Da venerdì 6 a domenica 8 ottobre va in scena “Altre forme di vita”, iniziativa ideata da LAMA per il suo decimo anniversario di attività, e realizzata in collaborazione con Impact Hub Firenze, BUH! Circolo Culturale Urbano e La Scena Muta, con il patrocinio e il contributo di Regione Toscana, il sostegno del gruppo CFT, promossa dal Comune di Firenze e inserita nel cartellone dell’Estate Fiorentina. A ospitarla saranno gli spazi del coworking Impact Hub Firenze, in via Panciatichi 16, vicino alla stazione ferroviaria di Rifredi. Perché se sono state proprio le periferie le protagoniste di questa edizione dell’Estate Fiorentina, “Altre forme di vita” vuol essere anche questo: un invito a tutti i cittadini e agli abitanti del quartiere a venire a conoscere uno spazio normalmente chiuso al pubblico, dove ogni giorno lavorano centinaia di persone interessate ai temi dell’innovazione e dell’impatto sociale e che punta ad essere, grazie alla sua community, un luogo propulsivo per il territorio e un esempio concreto di rigenerazione urbana.
“Altre forme di vita” offre un programma ricco e variegato, in cui occasioni di confronto e riflessione si affiancano e si alternano a momenti di svago.

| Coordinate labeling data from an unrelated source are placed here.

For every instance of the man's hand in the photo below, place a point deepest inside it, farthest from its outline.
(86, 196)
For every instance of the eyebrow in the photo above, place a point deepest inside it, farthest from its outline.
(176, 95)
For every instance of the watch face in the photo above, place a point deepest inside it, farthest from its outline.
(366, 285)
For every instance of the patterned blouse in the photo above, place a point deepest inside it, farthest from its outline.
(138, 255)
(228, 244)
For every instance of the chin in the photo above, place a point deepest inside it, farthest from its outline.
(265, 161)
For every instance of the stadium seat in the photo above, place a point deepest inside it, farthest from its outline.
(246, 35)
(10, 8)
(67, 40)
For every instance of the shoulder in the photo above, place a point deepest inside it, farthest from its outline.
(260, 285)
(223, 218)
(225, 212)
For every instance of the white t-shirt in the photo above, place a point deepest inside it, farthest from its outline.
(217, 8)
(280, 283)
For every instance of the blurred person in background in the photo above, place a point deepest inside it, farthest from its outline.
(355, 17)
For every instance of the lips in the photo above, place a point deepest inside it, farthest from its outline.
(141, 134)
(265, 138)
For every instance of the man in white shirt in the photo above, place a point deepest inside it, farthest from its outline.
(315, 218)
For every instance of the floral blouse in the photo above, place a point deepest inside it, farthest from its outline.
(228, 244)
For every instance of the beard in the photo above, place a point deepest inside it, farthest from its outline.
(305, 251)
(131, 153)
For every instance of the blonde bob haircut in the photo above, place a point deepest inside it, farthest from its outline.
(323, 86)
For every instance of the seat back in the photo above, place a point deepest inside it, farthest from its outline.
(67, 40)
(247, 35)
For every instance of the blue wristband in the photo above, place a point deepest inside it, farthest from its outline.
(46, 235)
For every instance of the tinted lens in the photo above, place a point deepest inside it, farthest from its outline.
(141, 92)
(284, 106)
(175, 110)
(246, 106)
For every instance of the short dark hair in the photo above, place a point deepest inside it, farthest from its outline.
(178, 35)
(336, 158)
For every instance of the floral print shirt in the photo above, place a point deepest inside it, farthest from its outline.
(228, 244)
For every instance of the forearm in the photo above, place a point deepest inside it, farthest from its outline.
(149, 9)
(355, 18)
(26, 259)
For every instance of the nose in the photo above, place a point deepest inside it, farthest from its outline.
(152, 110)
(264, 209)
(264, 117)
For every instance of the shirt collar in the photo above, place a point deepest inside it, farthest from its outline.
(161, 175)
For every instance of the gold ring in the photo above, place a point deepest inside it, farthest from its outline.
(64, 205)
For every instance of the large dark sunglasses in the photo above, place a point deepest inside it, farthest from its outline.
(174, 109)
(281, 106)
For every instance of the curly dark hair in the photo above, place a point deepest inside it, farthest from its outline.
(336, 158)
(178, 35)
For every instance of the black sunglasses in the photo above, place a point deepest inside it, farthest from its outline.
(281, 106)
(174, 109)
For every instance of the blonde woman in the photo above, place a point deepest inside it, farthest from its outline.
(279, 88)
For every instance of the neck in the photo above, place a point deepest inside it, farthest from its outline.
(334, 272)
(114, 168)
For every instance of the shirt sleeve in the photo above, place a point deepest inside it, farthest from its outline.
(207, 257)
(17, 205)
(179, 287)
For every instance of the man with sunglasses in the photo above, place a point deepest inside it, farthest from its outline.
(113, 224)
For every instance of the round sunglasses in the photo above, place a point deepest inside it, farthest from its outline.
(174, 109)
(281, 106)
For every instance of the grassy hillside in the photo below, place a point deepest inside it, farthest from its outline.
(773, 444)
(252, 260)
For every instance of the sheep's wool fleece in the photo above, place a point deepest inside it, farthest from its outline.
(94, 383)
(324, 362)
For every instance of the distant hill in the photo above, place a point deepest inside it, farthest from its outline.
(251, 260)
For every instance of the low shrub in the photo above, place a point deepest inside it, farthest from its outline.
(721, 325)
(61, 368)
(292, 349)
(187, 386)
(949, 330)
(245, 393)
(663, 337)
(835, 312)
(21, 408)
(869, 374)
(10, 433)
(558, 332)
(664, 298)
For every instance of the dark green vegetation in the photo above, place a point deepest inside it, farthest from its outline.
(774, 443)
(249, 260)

Così, venerdì 6 ottobre alle 15 ci sarà il workshop “Altre forme di cooperazione” organizzato in collaborazione con Legacoop Toscana e con il progetto europeo OpenMaker – Horizon 2020, in cui si parlerà di modelli cooperativi e di come questi possano essere nuovamente protagonisti per lo sviluppo economico e sociale del nostro Paese. “Come Legacoop Toscana siamo lieti di collaborare all’organizzazione di ‘Altre forme di vita’ e in particolare di promuovere il workshop ‘Altre forme di cooperazione – dice il vicepresidente vicario Leonardo Cianchi – crediamo che spazi di riflessione come quelli proposti da Lama e Impact Hub siano fondamentali per la promozione e la diffusione dei valori cooperativi. La formazione e le occasioni di approfondimento proposte in questi anni da Lama hanno contribuito alla crescita di una consapevolezza della differenza cooperativa. Non solo, l’esperienza di rigenerazione urbana portata avanti nel quartiere di Rifredi e quella del coworking rappresentano un modello di sviluppo innovativo capace di proporre alternative e opportunità ai giovani”.

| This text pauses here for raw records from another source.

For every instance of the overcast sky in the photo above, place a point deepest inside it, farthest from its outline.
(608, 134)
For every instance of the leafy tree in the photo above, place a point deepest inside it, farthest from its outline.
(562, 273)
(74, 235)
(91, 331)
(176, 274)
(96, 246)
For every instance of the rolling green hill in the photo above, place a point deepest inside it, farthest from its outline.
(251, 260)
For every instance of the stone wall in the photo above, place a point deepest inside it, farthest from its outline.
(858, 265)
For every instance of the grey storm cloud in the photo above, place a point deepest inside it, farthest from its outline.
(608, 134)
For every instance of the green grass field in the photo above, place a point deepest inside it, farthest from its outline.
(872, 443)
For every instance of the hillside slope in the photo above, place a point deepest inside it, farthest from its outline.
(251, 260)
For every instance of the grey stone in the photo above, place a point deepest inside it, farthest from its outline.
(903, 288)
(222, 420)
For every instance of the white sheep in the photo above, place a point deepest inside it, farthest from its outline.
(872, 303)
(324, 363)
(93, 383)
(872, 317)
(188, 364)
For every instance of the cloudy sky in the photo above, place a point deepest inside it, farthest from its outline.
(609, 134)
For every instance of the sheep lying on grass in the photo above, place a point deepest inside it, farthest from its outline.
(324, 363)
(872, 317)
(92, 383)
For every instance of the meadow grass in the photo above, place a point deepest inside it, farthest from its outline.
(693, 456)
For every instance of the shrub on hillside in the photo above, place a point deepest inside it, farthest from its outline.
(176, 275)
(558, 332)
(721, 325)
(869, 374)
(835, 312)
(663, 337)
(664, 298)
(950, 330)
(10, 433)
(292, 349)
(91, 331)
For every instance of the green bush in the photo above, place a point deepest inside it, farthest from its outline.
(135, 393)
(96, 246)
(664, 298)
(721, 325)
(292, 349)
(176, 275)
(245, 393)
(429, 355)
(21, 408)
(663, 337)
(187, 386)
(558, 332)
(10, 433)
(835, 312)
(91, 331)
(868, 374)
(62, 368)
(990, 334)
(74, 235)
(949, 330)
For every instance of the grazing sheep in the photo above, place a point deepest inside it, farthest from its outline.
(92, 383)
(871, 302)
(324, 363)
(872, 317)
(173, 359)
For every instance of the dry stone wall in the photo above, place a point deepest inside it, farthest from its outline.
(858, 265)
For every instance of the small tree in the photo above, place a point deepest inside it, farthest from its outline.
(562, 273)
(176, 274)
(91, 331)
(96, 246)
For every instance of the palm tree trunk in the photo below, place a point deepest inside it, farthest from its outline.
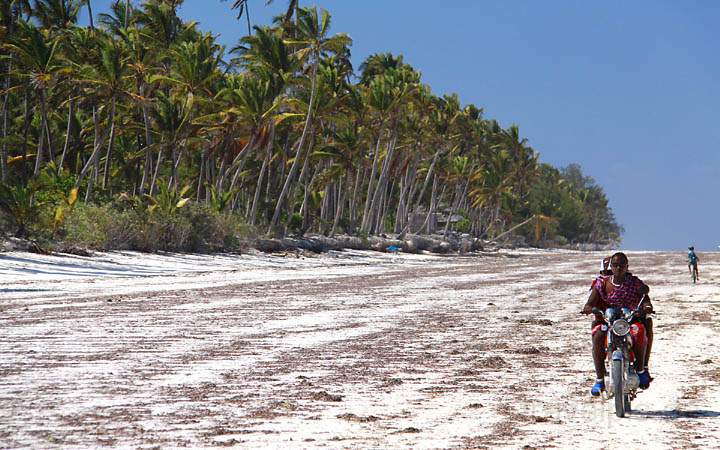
(3, 151)
(339, 207)
(373, 171)
(147, 167)
(298, 151)
(26, 129)
(426, 223)
(41, 137)
(381, 184)
(258, 187)
(68, 130)
(353, 198)
(111, 140)
(92, 24)
(156, 172)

Sabato alle 9.30, in un seminario organizzato in collaborazione con la Cgil, si parlerà di “Finanza per lo sviluppo”, approfondendo il ruolo centrale (anche a livello culturale) del fare impresa innovativa e degli strumenti di investimento pubblici e privati che lo rendono possibile.

Nel pomeriggio di sabato (ore 15) si aprirà poi una finestra sul futuro con un incontro dedicato alla salute 4.0, ovvero a quelle tecnologie e dispositivi che sempre di più, in futuro, permetteranno al cittadino e al singolo di conoscere e monitorare il proprio stato di salute, con ripercussioni importanti sulla gestione del sistema sanitario. Il seminario si intitola “Altre forme di welfare” ed è organizzato in collaborazione con GreenApes, il social network dedicato alle azioni sostenibili.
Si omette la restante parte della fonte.